With the receiver in scope
Repetitio est mater studiorum (Latin, repetition is the mother of all learning).
Repetition is great for study, but a bane of software development. Repetitive code is boring and error-prone. Let’s look at a hypothetical example inspired by imperative UI frameworks that are still being used a lot nowadays, even though their heyday is past. We might find ourselves having to write code like this:
applicationWindow.title = "Just an example"
applicationWindow.position = FramePosition.AUTO
applicationWindow.content = createContent()
applicationWindow.show()
Referencing applicationWindow
object over and over again is very explicit but it is not pretty. We can make this code better using with
scope function from the Kotlin standard library:
with(applicationWindow) { // this: ApplicationWindow
title = "Just an example"
position = FramePosition.AUTO
content = createContent()
show()
}
This code now has more lines, but the number of lines is not the key metric you should be looking at when judging the code. The code looks cleaner. It groups all the initialization of the applicationWindow
object into a separate, syntactically distinct block. It directly represents the developer’s intent to perform all of these actions on applicationWindow
together.
The block of code inside of with(x) { ... }
is easily recognizable by any developer trained in a mainstream object-oriented language — it is similar to the code you encounter inside a method of the corresponding class where this
refers to the method’s receiver object and all unqualified references like title
refer to this object’s properties and methods.
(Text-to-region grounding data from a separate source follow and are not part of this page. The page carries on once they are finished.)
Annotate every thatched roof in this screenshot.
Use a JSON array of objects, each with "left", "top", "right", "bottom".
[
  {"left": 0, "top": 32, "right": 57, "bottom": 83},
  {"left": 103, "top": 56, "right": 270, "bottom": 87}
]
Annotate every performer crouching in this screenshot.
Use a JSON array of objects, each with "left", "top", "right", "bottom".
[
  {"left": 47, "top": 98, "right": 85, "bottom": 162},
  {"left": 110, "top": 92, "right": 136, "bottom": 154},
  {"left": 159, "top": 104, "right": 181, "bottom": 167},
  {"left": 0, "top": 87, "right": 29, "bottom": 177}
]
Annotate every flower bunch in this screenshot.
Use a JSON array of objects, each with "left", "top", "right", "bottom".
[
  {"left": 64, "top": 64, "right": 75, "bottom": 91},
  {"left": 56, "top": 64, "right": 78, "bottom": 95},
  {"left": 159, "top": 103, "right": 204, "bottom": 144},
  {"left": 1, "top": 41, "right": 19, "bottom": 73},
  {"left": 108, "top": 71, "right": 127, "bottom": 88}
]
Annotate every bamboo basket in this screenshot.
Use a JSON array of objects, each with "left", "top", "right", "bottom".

In the Kotlin programming language writing a method is not the only way to get access to object members without having to repeat the object’s name. Kotlin has support for extension functions that allow us to write a method-like looking code outside of the class body:
fun ApplicationWindow.configure() { // this: ApplicationWindow
title = ... // no need to qualify title reference
}
The ability to write extension functions naturally extends into the ability to write lambdas with a receiver. Kotlin’s with
is not a keyword nor intrinsic in the language. It is a library function with a trivial implementation:
fun <T, R> with(receiver: T, block: T.() -> R): R =
receiver.block()
When you use it, the argument’s type becomes the receiver in the corresponding block
and IDE helpfully annotates the code inside the block with this: ApplicationWindow
comment.
Great feature! Why would not we use it everywhere? Providing access to the object reference makes our code concise. Concision is the chief Kotlin’s motto, it is the first one mentioned in “Why Kotlin” section on kotlinlang.org, isn’t it?
However, looking at the Kotlin standard library we will not find a lot of higher-order functions that are using parameters with receivers. For example, collection manipulation functions, like filter
, are declared this way:
fun <T> Iterable<T>.filter(predicate: (T) -> Boolean): List<T>
A predicate
has the type of a regular function (T) -> Boolean
, and not a function with the receiver T.() -> Boolean
. When we use filter
on some collection of domain-specific objects we might end up with code like this:
persons.filter { it.firstName == name }
Here it is perfectly clear that Person.firstName
property of each element in the persons
collection is being compared with the specific name
value.
If filter
was defined with predicate: T.() -> Boolean
parameter then the corresponding code would look like this:
persons.filter { firstName == name }
It is much less clear what is going on here at first sight. Is Person.firstName
being compared to name
here or isPerson.name
being compared to firstName
? We’ll need to look around to figure it out. The more code and more context we have around, the harder it will be to see.
The key quality of the code that we are looking to achieve is not concision, but readability. The goal is to make code clear and unambiguously understandable to a person who is reading the code. There is a fine balance between longer code, that has too much repetition, making it harder to grasp the essence of the code, and shorter code, that relies too much on the context, knowledge, and attention of the reader.
Don’t abuse this Kotlin language flexibility in your API design. Prefer to be explicit. Lambdas with receivers are a great tool to design clean-looking DSLs, where the structure of the code mimics the structure of the domain you are modeling. They allow you to provide a context in your lambdas with a carefully picked set of available extensions that you need. Do use them for DSLs and for type-safe builders.
For general-purpose needs rely on Kotlin scope functions with
, run
, apply
. Their use is idiomatic in Kotlin. However, resist the urge to use them just to make your code shorter. Make sure that their use is consistent with the intent of the code you are writing. Kotlin documentation has a helpful page with examples and the intended use for scope functions.